Showing posts with label growth vs dividend funds. Show all posts
Showing posts with label growth vs dividend funds. Show all posts

Sunday, September 11, 2016

What Should Investors Do When A Cash Rich Company Refuses to Pay Handsome Dividends?

When a cash rich company refuses to pay handsome dividends, nor does it undertake share buyback, then there could be two possible reasons:
  1. The company’s management may be accumulating cash for a major acquisition or an internal expansion plan.
  2. The management is downright ignorant and lethargic, though the probability for this is extremely low and remote - such a management will not be able to generate so much cash in the first place.

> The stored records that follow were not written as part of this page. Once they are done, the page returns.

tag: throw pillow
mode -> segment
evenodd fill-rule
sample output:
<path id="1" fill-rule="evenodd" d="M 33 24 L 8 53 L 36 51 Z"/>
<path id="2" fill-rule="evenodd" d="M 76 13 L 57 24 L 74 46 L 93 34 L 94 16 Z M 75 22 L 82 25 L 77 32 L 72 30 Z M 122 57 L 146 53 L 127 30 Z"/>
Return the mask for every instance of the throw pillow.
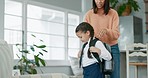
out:
<path id="1" fill-rule="evenodd" d="M 72 72 L 75 76 L 82 76 L 83 69 L 79 68 L 79 58 L 77 57 L 69 57 L 70 58 L 70 65 L 72 68 Z"/>

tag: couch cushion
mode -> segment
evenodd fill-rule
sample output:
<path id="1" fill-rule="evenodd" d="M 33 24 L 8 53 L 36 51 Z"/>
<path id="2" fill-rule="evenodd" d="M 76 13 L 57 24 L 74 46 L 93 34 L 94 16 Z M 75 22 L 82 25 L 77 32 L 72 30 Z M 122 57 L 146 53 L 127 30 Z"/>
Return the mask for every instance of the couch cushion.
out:
<path id="1" fill-rule="evenodd" d="M 47 74 L 20 75 L 12 78 L 69 78 L 69 77 L 64 73 L 47 73 Z"/>
<path id="2" fill-rule="evenodd" d="M 6 41 L 0 40 L 0 78 L 11 78 L 13 54 Z"/>
<path id="3" fill-rule="evenodd" d="M 52 78 L 49 74 L 41 74 L 41 78 Z"/>
<path id="4" fill-rule="evenodd" d="M 83 69 L 79 68 L 79 58 L 72 57 L 72 56 L 69 56 L 69 58 L 70 58 L 70 65 L 71 65 L 73 74 L 75 76 L 81 76 Z"/>

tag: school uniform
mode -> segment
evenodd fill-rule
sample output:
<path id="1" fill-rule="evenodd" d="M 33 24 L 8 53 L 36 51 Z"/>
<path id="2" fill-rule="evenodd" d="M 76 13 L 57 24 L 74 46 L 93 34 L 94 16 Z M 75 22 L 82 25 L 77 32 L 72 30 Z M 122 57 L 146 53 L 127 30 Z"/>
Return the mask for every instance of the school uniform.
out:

Even when the company is planning a major acquisition or expansion, it is not justified in not paying handsome dividends to the shareholders. For after all ‘Dividends are the Wages of Investors’ and, the investors should relentlessly pester the management to pay more dividends. This is what Warren Buffett does. He attends the annual general body meetings of the companies in which he has investments and exerts pressure to pay more dividends.


The argument that the company is holding on to cash for a major acquisition or expansion also does not hold any water for history shows that many such acquisitions/ expansions were designed more to pamper the egos of the Chairman or CEO and destroyed precious capital; in a few rare instances top managements had undertaken acquisitions in downright self interest, as their pay is invariably linked to the turnover (top-line) of the company rather than to net profit (bottom-line). In such situation, investors / shareholders are the ultimate sufferers.

In conclusion, not paying handsome dividends in the face of continuous surplus cash generation, for whatsoever reasons, is totally unjustified. The shareholders have to be always vigilant and ensure that ill-conceived acquisition plans are shelved. They should always keep the directors on their toes and constantly pester them to pay more dividends.


Friday, August 12, 2016

What Is The Difference Between Dividend and Growth Fund. Which Is Better?

A very useful question. Before going to the question of which of the two is better, let us first understand both briefly.
Dividend Funds:
They pay regular dividends to subscribers. Dividend is the reward paid by a company to its shareholders for investing with the company. Mutual funds borrowed this concept and have started paying the unit holders dividends at regular intervals. The dividends are supposed to be paid out of profits, however in the absence of adequate profits, many of the mutual funds follow the undesirable and obnoxious practice of paying dividends out of capital invested, thereby diminishing the actual money invested.
Growth Funds:
Growth funds on the other hand do not pay any dividends. They plow back the profits for purchasing more shares and thereby increase the price or market value of the units. Since the market value of the units are supposed to grow more. Because of reinvesting the profits instead of paying them as dividends, such funds are called growth funds.
Coming back to your question which kind of SIP is better, I will recommend the Growth SIP Fund for two reasons, as follows:
  1. In long term investing, all incomes earned must necessarily be reinvested. Though the investor has the choice of reinvesting the dividends received herself, she may be tempted to spend the income, instead. It is better for the fund itself to reinvest the profits on behalf of retail investors.
  2. In the light of the highly undesirable practice of paying dividends out of capital, it is advisable to invest in the growth fund where the question of paying dividends does not arise at all.
I hope I have answered your question adequately, Happy Investing!

Note: This is a reproduction of the question I had answered on the website ‘Quora’, which I thought could be useful to the visitors to this blog site also and therefore posted here.